How to be a gentleman

1297722589900_ORIGINALYesterday I finally caught up with Rebecca Northan’s Blind Date. First created in 2007, the show has toured extensively in Canada, the US and the UK. The premise of the show is simple. Northan (or sometimes other actresses — here Christy Bruce) in the role of Mimi the clown selects a man from the audience to be her date. The 90 minute show then unfolds as an improvisation between Mimi and her ‘guest.’ They have drinks in a restaurant, go dancing, drive back to her place, (get stopped by the police), and flirt on the couch. For the actress playing Mimi the role is a tour de force of improvisational comedy skills.

In terms of how the ‘real’ plays out in the show, two particular aspects pique my attention. The first is how the experience of the ‘guest’ is communicated on two channels running parallel in the actual and fictional worlds. In the final scene, Mimi and her date are cuddled up in bed (Mimi having just given birth to their child — Don’t ask.) and she tells him “all the things I love about you.” She praises him for having a sense of play, a generous and open spirit, for being brave. This speech speaks both to the guest-as-date/husband in the fictional cosmos but also to the actual audience member who has very gamely gone through this experience. The qualities she lists are positive ones to find in a life-partner but also the qualities of someone who has been a very good sport through this forced performance improv kidnapping. And because the veneer of fiction is so thin in this performance, the audience (and the guest-date) clearly understand that this is thanks for a performance job well done. Improvisational skills will set you in good stead in life. Without this closing moment, the play (for me) would be much reduced, limited to a set of (still very hilarious but fleeting) comedic gags. So in this way, the raison d’etre of the piece lies in its realness. Initially this realness generates the humour of watching our fellow audience member deal with the performative situation. Ultimately, his real experience of the last 90 minutes — how to be brave, how to be generous, how to be open to surprises — is the theme of the show.

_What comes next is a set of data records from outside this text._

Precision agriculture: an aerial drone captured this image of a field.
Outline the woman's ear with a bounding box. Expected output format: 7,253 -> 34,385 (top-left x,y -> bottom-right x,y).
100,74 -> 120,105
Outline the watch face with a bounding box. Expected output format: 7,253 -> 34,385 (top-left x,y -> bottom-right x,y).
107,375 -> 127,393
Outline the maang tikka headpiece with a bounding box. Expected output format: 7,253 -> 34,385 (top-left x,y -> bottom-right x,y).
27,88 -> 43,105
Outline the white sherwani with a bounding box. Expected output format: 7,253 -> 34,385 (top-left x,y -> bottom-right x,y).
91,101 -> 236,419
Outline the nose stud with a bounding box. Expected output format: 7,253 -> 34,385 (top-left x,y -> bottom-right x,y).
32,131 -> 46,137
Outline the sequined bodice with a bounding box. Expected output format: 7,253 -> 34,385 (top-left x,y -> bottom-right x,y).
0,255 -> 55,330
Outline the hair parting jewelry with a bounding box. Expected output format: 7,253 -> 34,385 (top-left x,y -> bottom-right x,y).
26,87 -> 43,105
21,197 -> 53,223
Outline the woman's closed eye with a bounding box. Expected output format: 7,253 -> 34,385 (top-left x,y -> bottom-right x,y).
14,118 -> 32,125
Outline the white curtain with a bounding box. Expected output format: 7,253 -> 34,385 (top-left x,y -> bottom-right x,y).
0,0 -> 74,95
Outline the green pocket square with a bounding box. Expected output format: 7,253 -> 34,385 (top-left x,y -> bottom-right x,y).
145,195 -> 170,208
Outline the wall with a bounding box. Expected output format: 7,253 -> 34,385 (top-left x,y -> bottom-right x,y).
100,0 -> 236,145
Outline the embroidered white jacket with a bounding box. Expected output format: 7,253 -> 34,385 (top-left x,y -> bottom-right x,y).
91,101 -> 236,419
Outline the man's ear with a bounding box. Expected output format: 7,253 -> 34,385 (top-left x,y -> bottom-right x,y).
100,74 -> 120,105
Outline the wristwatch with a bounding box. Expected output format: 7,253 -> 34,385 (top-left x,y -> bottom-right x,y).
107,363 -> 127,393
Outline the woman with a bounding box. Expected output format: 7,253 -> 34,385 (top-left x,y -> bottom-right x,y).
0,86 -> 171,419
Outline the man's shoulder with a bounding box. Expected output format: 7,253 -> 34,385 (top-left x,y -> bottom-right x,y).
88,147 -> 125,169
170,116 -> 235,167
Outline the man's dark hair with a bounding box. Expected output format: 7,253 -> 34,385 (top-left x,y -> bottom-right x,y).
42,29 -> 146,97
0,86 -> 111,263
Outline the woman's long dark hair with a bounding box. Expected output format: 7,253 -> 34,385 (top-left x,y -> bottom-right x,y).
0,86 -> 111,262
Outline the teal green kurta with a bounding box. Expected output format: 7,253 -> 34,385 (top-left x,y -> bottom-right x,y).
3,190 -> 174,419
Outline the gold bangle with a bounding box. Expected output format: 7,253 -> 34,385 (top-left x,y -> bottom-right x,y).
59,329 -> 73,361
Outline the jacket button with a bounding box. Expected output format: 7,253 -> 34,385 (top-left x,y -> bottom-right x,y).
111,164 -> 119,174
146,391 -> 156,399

The other aspect of the show that I want to highlight is the absolutely foundational heteronormative culture of the show. Mimi in her red dress (and her red nose) sits at a cafe table alone having been stood up by her expected date for the evening. Pulling a replacement man from the audience, the episodes of the plot follow Hollywood romantic comedy/heterosexual courting conventions. One effect of these conventions is that they secure the humour of the show in social conventions/situations that ‘we all’ understand — What to say/not say on a first date? Who should pick up the bill? Is it appropriate to go back to her apartment? What about a first kiss? So for example, if the date in a gentleman-like fashion pulls out Mimi’s chair to allow her to sit, we recognize the humour of the cliched situation. But also if he doesn’t pull out her chair, the missed social moment is also marked for us in our expectations. Throughout the play, the guest is set up as a ‘gentleman-hero,’ given frequent opportunities to be gallant and charming. The second (more interesting in my opinion) effect of this heterosexual romance frame is that in the ‘real’ world it gives the audience-guest an implicit script that he can follow. The social script of how to behave on a first date is transferred to how to behave on the stage in this role.

I had the chance to talk to the cast and creative team after the show and asked about alternative gender pairings for the show. They had in the past experimented with a male Mimi (not sure what his clown name was) played by Jamie Northan. The result, they report, was that rather than being charming in her flirtations with the hesitant male-guest, this male-Mimi came across as creepy and stalkerish. (Even worse, there is a moment in the play where Mimi and the guest kiss. In the performance I saw, he initiated the kiss but then she climbed on top of him pushing the comedy of full-body making out. Imagine this with reversed roles. It would be like watching a sexual assault. And in fact the audience member is being assaulted). I think this disturbing effect lies in the intersection of the real world social power dynamic and the actor-in-performance power dynamic. In the workings of the improv, the Mimi character is a dominant ‘driver’ pushing the plot forward and creating situations. When the actor/character is dominant in both ‘worlds’ then the play becomes unbalanced somehow and the necessary improv leadership of the actor makes the character too aggressive and so socially unacceptable. For this reverse pairing to work, the whole piece would need to be radically overhauled  with an eye to compensating for the built in power-imbalance of actor/non-actor — and even then I am not sure that it could be resolved into a workable piece of lighthearted comedy.

Blind Date plays at the Tarragon Theatre with Rebecca Northan (and Christy Bruce as a Mimi alternate in some performances) from September 8 to October 4, 2015.